Just below our house is a stand of ancient oak trees. How ancient I have no idea, but the presence of certain plants in the ground cover (particularly now I have cleared back much of the invasive Rhododendrons) indicates that the woods have been there for many hundreds, prossibly thousands of years. The grounding effect of large trees on our fickle human existance is one that is well documented, and I have something of a love affair with these oaks.
I am perhaps not alone, because they are also home to a number of animals, notably red squirrels, tree creepers, woodpeckers and, most noticable of all, a large colony of jackdaws. Or perhaps I should call them a ‘band’ or a ‘train’ to use their collective noun.
Even though they are there all year, for some reason, these beautiful, fiercely intelligent birds have become symbols of winter for me, and therefore, creatures of advent.
These jackdaws are there all the time, but most notably in the winter, where they are everpresent, almost unnoticed in their ubiquiosity as they flap the sky on apparently pointless journeys from branch to branch, squabbling with each other or an occasional gull or buzzard.
Sometimes the croaking noise they make reaches a distant peak, as it did when the sparrowhawk lingered to close to their untidy stick-nests in spring, but for the most part, the rasp and clatter of their vocalisation is part of the backdrop of living. Because Jackdaws love buildings (in the past often blocking chimneys with their) often they will rattle over the roof tiles – a disturbance until we became aclimatised.
I put out some food once and set up a camera trap to try to capture images of a local pine marten that I knew from glimpses and traces had been scouting out our chickens. all I did was to feed the jackdaws.
Unsurprisingly, our jackdaws have been featured in some of our art work, including this piece that Michaela made featuring an old poem about the burdens of winter;
Jackdaws are often featured in our stories and our folklore, creatures onto which we project meaning in our attempt to make sense of the world. To some they have been holy, perhaps because they often make their homes in the high church steeples. To others they are devil birds, associated with chaos and war.
Other stories come to us from greek mythology;
The story of Princess Arne of the island of Siphnos describes a beautiful young princess who is ruined by her own greed. In this story, Arne is offered a bribe by the legendary King Minos of Crete to betray the people of her island. Unable to resist the bribe, Arne relinquishes the island to Minos. Immediately, Minos and the army of Crete conquer Siphnos. Seeing her actions and disgusted by her avaricious betrayal, the gods decide to punish Arne. The punishment chosen is to turn her into a Jackdaw. In this form, Arne is forevermore condemned to chase after gold; her greed is translated into a Jackdaw’s fascination with shiny objects.

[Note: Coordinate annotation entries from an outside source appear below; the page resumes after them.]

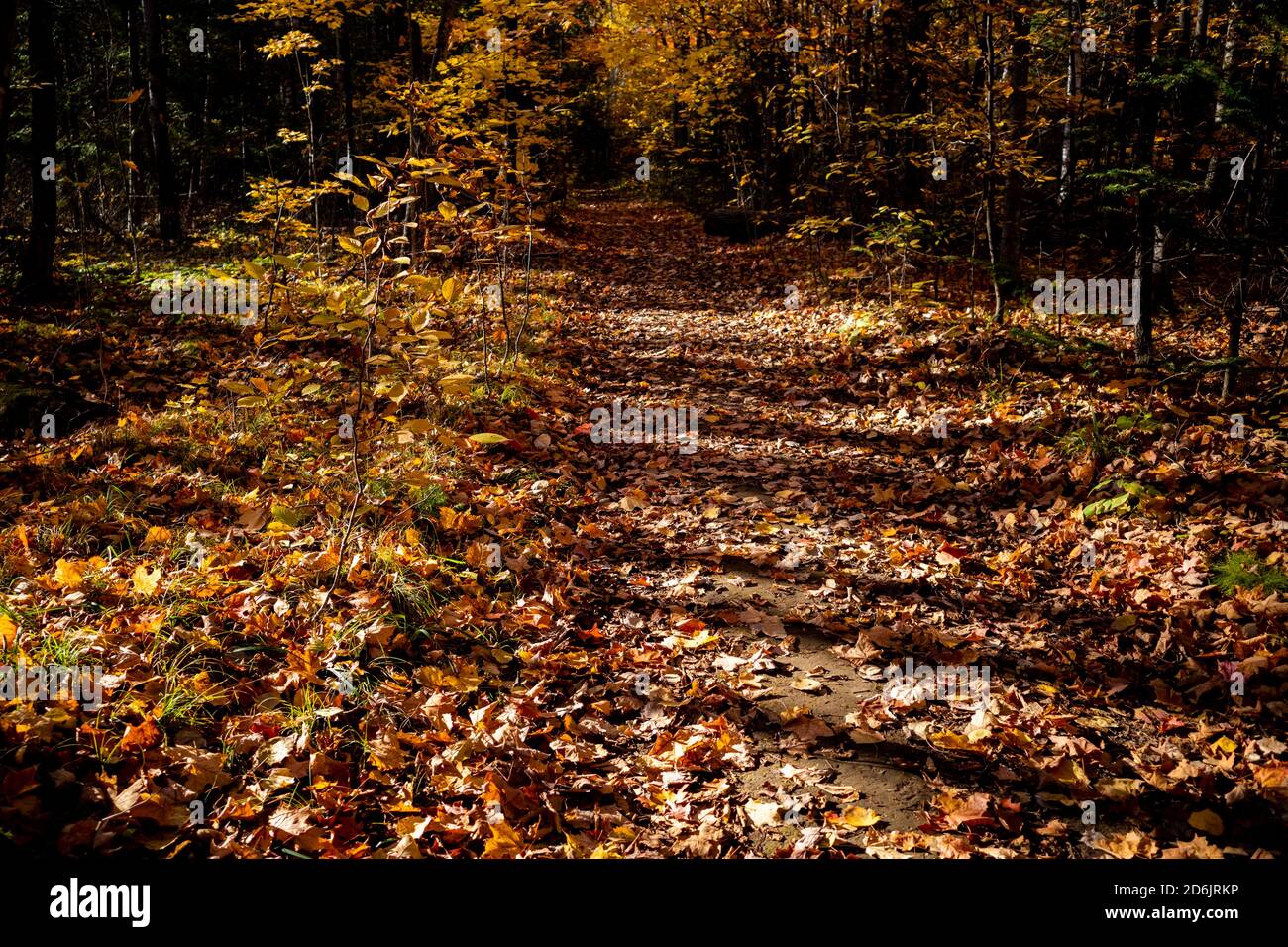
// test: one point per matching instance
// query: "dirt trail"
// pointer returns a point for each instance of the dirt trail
(750, 534)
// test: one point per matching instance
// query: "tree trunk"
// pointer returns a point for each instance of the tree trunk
(1146, 116)
(8, 40)
(162, 159)
(443, 34)
(1013, 197)
(38, 264)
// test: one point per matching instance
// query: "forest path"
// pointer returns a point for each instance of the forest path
(751, 538)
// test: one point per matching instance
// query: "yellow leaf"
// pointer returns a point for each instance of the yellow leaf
(68, 575)
(145, 581)
(858, 817)
(158, 535)
(1225, 745)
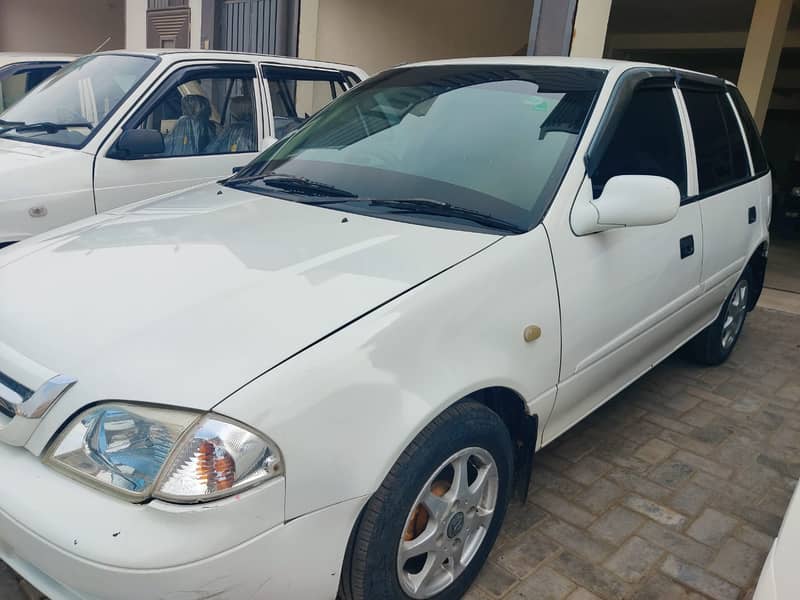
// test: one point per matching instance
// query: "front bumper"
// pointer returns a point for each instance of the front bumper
(75, 543)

Once more, we do disservice to creatures of the natural world by attributing to them the character traits that are ours, but it seems to me that this bird of winter – this bird of advent – might be a useful reminder of the tautology of this dark season, in which we celebrate the mystery of the incarnation using such exterior excess. Like the jackdaw, we have no need for shiny things, but we chase them anyway.